FİNANS piyasaları son kırk yıldır çok hızlı bir küreselleşme sürecine girdi. Küreselleşme özellikle 1980’li yılardan sonra hızlandı. Başta, gelişmiş ülkeler arasında finans piyasalarının entegre olması süreci yaşanmışken, şimdi piyasaların entegrasyonu süreci gelişmekte olan piyasaları da içine aldı.
Piyasalar küreselleşti, ama finans piyasalarına yönelik politikalar ulusal düzeyde kaldı. Yalnızca, gözetim ve denetim işlevlerinde değil, finans piyasalarının vergilendirilmesi de ulusal düzeyde kaldı. Finansta "off-shore" olgusunun kökeninde önce vergi avantajları nedeniyle finans kurumlarının ve finansal araçların başka merkezlere taşınması vardı. Ardından, vergisel avantajların yanında gözetim, denetim ve düzenlemelerden kaçmak ya da kaçınmak da amaçlardan biri haline geldi.
DENETİMİN KÜRESELLEŞMESİ
Aynı yatırım araçları aynı finansal kurumlar tarafından aynı müşterilere satıldığı halde farklı vergi mevzuatına tabi olup farklı gözetim, denetim ve düzenleme sistemi içinde olabiliyor. Defterler farklı coğrafyada tutularak aynı yatırım aracından aynı risk düzeyinde farklı getiriler elde ediliyormuş gibi bir izlenim yaratılabiliyor. Yatırımcılar, ayrıntıları bilmediklerinden, doğal olarak getirisi daha yüksek olan coğrafi alana kayıyor. Ama, yatırımcılar gözetim, denetim ve düzenlemelerin daha farklı olduğunun farkında olmuyor. Riskleri ölçemiyorlar.
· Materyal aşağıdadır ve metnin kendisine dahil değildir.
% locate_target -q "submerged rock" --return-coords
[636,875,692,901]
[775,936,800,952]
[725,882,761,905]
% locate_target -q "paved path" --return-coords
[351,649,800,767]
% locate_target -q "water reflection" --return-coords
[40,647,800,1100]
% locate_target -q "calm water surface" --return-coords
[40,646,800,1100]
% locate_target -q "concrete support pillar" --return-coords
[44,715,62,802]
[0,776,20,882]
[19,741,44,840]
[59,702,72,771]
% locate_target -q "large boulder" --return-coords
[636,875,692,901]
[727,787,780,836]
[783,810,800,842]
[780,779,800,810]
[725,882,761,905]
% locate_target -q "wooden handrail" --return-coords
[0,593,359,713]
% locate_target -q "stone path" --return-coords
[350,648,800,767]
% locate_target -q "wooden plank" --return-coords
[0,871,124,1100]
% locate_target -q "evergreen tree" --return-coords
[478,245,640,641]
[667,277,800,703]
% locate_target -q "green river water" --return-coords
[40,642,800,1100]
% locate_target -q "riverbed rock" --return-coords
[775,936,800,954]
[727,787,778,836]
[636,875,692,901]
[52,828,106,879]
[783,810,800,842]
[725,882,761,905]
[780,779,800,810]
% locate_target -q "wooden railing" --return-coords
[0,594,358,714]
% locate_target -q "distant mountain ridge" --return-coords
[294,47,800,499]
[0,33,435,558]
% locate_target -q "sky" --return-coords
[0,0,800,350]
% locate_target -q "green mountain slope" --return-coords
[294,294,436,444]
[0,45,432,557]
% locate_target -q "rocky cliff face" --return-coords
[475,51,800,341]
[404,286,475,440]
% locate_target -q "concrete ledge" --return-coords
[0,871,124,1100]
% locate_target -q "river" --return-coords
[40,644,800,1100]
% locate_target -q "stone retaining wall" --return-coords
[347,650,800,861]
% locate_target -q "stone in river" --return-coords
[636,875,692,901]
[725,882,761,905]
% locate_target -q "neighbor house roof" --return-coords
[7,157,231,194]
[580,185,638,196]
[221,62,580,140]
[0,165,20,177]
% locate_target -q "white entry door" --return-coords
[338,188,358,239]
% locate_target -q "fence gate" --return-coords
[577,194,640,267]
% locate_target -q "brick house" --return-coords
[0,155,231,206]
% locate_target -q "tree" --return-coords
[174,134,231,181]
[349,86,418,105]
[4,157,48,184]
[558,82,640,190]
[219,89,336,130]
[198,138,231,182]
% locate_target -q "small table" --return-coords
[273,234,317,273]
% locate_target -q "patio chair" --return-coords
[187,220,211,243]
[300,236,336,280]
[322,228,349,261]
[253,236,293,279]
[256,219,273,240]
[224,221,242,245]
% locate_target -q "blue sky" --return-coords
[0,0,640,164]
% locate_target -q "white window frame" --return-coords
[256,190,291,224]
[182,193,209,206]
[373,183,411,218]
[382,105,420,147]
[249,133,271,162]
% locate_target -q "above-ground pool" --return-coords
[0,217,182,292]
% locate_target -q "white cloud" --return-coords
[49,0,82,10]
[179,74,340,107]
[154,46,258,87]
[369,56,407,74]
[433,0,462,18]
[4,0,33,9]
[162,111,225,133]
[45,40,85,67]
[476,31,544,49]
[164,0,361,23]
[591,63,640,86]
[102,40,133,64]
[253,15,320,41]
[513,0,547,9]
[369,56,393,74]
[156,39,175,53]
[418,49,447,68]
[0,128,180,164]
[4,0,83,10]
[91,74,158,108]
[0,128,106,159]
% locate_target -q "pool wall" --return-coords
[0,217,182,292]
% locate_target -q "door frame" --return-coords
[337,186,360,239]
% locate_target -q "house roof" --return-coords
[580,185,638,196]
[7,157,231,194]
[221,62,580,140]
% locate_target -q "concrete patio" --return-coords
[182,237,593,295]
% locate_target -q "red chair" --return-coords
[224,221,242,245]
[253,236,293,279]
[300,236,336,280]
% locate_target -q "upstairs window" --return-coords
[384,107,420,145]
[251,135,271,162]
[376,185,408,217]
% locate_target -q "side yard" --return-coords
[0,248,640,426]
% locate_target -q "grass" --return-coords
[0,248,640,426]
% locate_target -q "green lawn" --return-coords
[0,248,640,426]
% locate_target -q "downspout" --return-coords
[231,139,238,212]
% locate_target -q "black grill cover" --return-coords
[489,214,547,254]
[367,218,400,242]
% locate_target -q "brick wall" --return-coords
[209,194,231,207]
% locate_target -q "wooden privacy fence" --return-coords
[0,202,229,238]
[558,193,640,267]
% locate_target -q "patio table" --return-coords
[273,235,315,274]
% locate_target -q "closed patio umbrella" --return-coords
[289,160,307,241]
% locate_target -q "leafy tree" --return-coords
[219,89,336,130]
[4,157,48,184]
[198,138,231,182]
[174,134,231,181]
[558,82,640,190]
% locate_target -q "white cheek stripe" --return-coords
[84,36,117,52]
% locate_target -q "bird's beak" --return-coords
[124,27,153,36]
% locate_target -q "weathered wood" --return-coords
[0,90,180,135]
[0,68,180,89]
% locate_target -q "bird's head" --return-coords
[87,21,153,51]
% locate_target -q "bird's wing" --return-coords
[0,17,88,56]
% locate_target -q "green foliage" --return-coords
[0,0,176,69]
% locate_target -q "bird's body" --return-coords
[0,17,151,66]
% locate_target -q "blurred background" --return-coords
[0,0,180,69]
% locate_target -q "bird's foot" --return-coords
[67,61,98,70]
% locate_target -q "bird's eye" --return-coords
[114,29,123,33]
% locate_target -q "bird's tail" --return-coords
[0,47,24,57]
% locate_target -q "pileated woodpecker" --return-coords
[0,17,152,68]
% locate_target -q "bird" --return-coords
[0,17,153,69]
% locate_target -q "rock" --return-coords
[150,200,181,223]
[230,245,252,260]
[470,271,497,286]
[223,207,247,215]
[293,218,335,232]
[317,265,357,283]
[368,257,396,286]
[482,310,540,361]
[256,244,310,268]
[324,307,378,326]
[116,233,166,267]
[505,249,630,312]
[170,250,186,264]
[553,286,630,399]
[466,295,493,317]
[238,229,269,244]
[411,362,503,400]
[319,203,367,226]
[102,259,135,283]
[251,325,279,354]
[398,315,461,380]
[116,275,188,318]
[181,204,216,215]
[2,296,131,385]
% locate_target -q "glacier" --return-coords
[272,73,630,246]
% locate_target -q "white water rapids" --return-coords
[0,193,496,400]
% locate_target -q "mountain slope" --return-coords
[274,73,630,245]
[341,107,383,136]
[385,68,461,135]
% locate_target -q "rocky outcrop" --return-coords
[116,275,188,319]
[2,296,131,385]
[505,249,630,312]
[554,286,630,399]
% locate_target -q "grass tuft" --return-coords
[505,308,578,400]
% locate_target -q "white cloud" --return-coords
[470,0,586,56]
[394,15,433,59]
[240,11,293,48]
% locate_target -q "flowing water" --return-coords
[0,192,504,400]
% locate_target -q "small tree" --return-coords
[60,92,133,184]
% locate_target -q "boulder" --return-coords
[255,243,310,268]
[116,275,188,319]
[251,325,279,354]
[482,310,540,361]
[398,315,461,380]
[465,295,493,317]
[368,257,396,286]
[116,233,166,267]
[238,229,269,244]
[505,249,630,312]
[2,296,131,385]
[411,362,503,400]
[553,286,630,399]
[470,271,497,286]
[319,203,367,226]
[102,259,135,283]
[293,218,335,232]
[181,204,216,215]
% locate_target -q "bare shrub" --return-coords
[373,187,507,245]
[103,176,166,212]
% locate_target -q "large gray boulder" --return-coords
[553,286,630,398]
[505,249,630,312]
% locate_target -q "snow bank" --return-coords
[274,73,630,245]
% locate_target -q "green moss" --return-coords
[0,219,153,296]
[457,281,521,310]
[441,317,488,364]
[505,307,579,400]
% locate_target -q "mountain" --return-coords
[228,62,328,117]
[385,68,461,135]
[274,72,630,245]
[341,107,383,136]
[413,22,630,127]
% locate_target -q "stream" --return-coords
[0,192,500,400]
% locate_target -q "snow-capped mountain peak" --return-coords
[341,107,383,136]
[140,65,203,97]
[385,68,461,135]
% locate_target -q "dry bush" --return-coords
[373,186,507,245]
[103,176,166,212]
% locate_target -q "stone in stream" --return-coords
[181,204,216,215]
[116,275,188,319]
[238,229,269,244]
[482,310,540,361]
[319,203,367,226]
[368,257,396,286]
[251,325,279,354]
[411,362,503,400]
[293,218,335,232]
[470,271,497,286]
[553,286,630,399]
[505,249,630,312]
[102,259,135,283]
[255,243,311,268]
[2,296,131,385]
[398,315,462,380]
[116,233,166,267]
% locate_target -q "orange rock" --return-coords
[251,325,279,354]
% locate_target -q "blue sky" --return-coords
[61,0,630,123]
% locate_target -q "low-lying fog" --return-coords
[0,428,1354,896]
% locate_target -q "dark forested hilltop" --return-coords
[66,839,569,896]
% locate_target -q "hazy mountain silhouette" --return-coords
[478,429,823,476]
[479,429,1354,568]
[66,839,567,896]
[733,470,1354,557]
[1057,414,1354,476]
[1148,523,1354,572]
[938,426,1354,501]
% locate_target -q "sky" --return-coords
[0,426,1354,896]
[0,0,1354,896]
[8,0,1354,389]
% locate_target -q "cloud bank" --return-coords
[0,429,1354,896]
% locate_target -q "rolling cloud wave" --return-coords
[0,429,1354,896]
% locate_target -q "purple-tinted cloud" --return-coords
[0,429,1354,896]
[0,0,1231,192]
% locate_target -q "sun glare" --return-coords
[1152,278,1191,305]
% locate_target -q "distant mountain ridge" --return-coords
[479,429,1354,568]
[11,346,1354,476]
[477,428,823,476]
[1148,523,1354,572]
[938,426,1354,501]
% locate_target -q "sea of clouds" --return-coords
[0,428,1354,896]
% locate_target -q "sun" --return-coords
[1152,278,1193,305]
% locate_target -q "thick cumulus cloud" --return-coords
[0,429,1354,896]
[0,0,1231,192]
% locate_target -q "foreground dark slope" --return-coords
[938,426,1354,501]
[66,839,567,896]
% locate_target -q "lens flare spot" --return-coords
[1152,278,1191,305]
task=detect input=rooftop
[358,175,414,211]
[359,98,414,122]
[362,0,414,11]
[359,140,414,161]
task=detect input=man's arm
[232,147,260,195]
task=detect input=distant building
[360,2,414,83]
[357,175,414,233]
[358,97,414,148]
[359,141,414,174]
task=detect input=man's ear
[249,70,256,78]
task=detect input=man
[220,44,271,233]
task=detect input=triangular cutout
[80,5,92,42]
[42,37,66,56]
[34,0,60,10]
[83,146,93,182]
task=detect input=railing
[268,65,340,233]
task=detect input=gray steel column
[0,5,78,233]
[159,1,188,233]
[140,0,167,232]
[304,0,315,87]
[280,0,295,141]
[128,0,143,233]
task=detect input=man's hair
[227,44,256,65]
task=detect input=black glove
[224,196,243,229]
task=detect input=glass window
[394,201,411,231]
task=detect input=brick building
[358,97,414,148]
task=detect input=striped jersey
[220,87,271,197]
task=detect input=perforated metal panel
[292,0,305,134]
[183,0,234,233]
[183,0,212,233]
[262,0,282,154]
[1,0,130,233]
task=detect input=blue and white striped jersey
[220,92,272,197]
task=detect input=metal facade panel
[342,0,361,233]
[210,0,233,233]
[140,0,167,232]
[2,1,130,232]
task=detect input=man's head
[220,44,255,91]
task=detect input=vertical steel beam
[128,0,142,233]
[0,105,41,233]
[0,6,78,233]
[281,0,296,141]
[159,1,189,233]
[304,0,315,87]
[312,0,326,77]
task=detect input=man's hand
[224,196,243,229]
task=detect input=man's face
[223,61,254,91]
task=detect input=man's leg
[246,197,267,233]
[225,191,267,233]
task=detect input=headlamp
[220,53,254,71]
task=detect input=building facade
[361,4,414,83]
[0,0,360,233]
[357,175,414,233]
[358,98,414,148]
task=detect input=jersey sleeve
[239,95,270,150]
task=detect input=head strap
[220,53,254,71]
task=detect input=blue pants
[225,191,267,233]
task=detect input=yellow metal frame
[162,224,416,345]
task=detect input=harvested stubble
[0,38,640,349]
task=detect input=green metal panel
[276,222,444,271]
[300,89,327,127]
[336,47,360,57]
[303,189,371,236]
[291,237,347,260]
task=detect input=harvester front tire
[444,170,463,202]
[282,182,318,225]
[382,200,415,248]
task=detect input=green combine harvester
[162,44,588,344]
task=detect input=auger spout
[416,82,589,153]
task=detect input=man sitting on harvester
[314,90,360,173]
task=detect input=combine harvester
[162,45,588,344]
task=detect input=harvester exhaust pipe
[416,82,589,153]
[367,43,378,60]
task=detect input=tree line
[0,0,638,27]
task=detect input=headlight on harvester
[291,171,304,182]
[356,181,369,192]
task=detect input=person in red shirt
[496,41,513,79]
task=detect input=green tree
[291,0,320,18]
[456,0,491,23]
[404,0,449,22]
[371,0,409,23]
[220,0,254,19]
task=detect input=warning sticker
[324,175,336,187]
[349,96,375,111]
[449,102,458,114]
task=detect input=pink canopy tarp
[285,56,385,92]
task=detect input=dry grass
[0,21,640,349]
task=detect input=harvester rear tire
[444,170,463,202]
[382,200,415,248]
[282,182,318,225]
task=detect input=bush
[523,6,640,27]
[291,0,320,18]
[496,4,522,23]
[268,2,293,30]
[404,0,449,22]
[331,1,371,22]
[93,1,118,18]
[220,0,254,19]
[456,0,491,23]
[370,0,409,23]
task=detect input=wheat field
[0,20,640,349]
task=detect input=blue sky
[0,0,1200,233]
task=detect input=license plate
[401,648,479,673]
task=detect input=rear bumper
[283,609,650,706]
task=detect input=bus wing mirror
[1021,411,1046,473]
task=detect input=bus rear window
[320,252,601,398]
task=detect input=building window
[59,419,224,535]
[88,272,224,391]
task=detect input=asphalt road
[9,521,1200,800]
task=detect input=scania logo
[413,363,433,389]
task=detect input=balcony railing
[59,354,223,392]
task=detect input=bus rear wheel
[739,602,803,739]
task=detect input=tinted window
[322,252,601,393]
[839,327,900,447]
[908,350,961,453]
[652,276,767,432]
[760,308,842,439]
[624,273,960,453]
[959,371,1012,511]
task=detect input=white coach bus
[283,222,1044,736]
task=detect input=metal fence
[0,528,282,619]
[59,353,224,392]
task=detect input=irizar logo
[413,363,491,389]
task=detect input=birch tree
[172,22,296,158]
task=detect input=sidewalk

Gözetim, denetim ve düzenlemeler da küreselleşmek zorunda. Elden geldiğince, aynı sınıf yatırım araçlarının vergilendirilmeleri de küreselleşmek durumunda. Bunların hiçbiri kolay ve çabuk olacak işler değil. Ama, bu yolda ilerlenmesi gerekiyor. Finansal araçlar küreselse, onların bağlı olduğu sistem de küreselleşmek durumunda. Aksi takdirde, yatırımcıların mağdur olması kaçınılmaz.
Ulusal gözetim ve denetim otoriteleri arasındaki işbirliğinin artması önemli. Bir ülkedeki bir finansal kurumun beş başka ülkede de ayrı tüzel kişilik altında ya da şube ağı içinde faaliyet göstermesi durumunda, sorumluluk yalnızca faaliyet gösterilen ülkelerde değil, kurumun merkezinin olduğu ülkenin otoritelerinin de üzerinde. Merkezdeki sorun çok çabuk iştiraklerde ve deniz aşırı şubelerde de ortaya çıkıyor. Dolayısıyla, otoriteler bilgiyi paylaşmak ve yaptırımları yeknesak hale getirmek durumundalar.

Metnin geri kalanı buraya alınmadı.